We have seen that in this case the deeds are subject to an underlying mortgage, and section 256 of the Tax Law merely requires that where the amount secured is not shown in the manner provided by law, "such mortgage shall be taxable under section two hundred and fifty-three of this chapter upon the value of the property covered by the mortgage," which fact is to be determined by the recording officer who is empowered "at the time such mortgage is offered for record" to "require the mortgagor or mortgagee to furnish him with proofs as to such facts as he deems necessary for the purpose of computing the value of the property covered by the mortgage." To make sure that there is no arbitrary exercise of this power it is further provided, in the same section, that these proofs shall be preserved in the office of the recording officer, and that "his determination as to the basis for computing the tax on such mortgage shall be subject to review by the State Board of Tax Commissioners." There is no sense in using the word "compute" if the entire value of the property embraced in the mortgage is to be determined; we do not compute the value of a city block; we fix its value by its relation to other properties, its size, location, availability, and other elements of greater or less certainty, but when we compute we proceed from known facts; we calculate, we reckon, we count. This is what the recording officer is empowered to do; he is to learn the facts either from the mortgagor or the mortgagee, and from such facts he is to compute the value of the property covered by the mortgage, and here, by the express terms of the instruments offered for record, the facts appear that the legal title to the premises passes subject to an incumbrance of $2,500,000; the deeds cover the premises, subject to a lien of this amount, and that is all there is any right to collect the tax upon which is provided in section 253.
Of course, a mortgage is merely a deed subject to defeasance, though it might be that a second mortgage would not, by its express terms, be given subject to a prior mortgage.
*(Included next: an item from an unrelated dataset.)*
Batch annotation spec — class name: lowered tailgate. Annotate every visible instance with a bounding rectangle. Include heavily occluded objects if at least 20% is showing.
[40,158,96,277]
We have not this question here; the instruments offered were deeds, expressly subject to the mortgage, and did not in terms assume to convey anything more than the value of the premises over and above the sum of $2,500,000.
The determination of the State Board of Tax Commissioners should be reversed, and the petition of the relator granted, with costs.
SEWELL, J., concurred.
Determination confirmed, with fifty dollars costs and disbursements.